Pulled pork is done when it is probe tender — your thermometer probe or a toothpick slides into the thickest part of the meat with zero resistance, like pushing into warm butter. This typically happens between 195-205 °F internal temperature.

The Jiggle Test

Grab the butt with your gloved hands and give it a gentle shake. When it is done, the whole thing will jiggle like jello. The bone (if bone-in) will wiggle freely and pull out with almost no effort. If it still feels stiff or the bone resists, give it another 30 minutes and check again.

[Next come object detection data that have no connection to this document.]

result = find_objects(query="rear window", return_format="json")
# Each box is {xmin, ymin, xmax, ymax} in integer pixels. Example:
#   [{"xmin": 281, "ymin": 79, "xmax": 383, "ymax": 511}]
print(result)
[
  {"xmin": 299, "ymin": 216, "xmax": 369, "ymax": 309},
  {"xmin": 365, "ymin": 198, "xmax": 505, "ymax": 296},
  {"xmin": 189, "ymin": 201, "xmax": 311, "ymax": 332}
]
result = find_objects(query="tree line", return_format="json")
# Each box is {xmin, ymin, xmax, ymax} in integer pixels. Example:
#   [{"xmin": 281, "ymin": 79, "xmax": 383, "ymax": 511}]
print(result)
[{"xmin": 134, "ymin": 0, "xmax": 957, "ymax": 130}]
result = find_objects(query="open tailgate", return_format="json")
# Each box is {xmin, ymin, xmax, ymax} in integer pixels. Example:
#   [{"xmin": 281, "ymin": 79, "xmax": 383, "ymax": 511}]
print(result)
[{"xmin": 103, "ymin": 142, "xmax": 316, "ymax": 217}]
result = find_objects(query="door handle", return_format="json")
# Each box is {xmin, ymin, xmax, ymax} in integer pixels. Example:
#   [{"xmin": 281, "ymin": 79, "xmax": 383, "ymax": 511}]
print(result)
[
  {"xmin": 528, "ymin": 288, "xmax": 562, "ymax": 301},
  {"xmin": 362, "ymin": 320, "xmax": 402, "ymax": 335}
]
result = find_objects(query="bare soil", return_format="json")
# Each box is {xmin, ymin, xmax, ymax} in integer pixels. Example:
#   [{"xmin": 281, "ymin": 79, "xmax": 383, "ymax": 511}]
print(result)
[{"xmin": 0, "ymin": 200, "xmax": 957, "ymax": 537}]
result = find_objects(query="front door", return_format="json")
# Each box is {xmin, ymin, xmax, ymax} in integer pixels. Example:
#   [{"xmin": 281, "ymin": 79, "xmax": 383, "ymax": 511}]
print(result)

Temperature Is a Range, Not a Number

I have pulled butts at 197 °F that were perfect and others at 203 °F that needed more time. Every piece of meat is different. The internal temp tells you when to start checking — the probe and jiggle tests tell you when it is actually done.

Pulling & Serving

The Rest

When the butt is done, pull it off the smoker and let it rest for 30-45 minutes. If you need to hold it longer, wrap it in a towel and place it in a cooler — it will stay above serving temperature for 3-4 hours. Resting lets the juices redistribute and the internal temp equalize, which means juicier, more consistent pulled pork.

Pulling Technique

  1. Remove the bone. If bone-in, grab the bone and twist — it should slide out cleanly.
  2. Remove large fat pockets. Pull apart the butt and discard any large chunks of unrendered fat. Leave the small, rendered bits — they add moisture and flavor.
  3. Pull, don't chop. Use two forks, bear claws, or your hands (with heat-resistant gloves) to shred the meat into long, irregular strands. Chopping creates a mushy texture — pulling preserves the grain and gives you better mouthfeel.
  4. Mix in the bark. Chop the bark into small pieces and fold it back into the pulled meat. The bark carries the most concentrated flavor — every bite should have some.

Serving Suggestions

  • Classic sandwich — pile it on a soft brioche bun with coleslaw and pickles
  • Naked on a plate — with white bread, pickles, and onion rings
  • Tacos — corn tortillas, pickled onions, cilantro, and a squeeze of lime
  • Loaded baked potato — pulled pork, cheddar, sour cream, and chives

Sauce note: Good pulled pork does not need sauce, but it welcomes it. Serve sauce on the side and let people dress their own. A vinegar-based Carolina sauce or a thin, tangy Kansas City style both work well.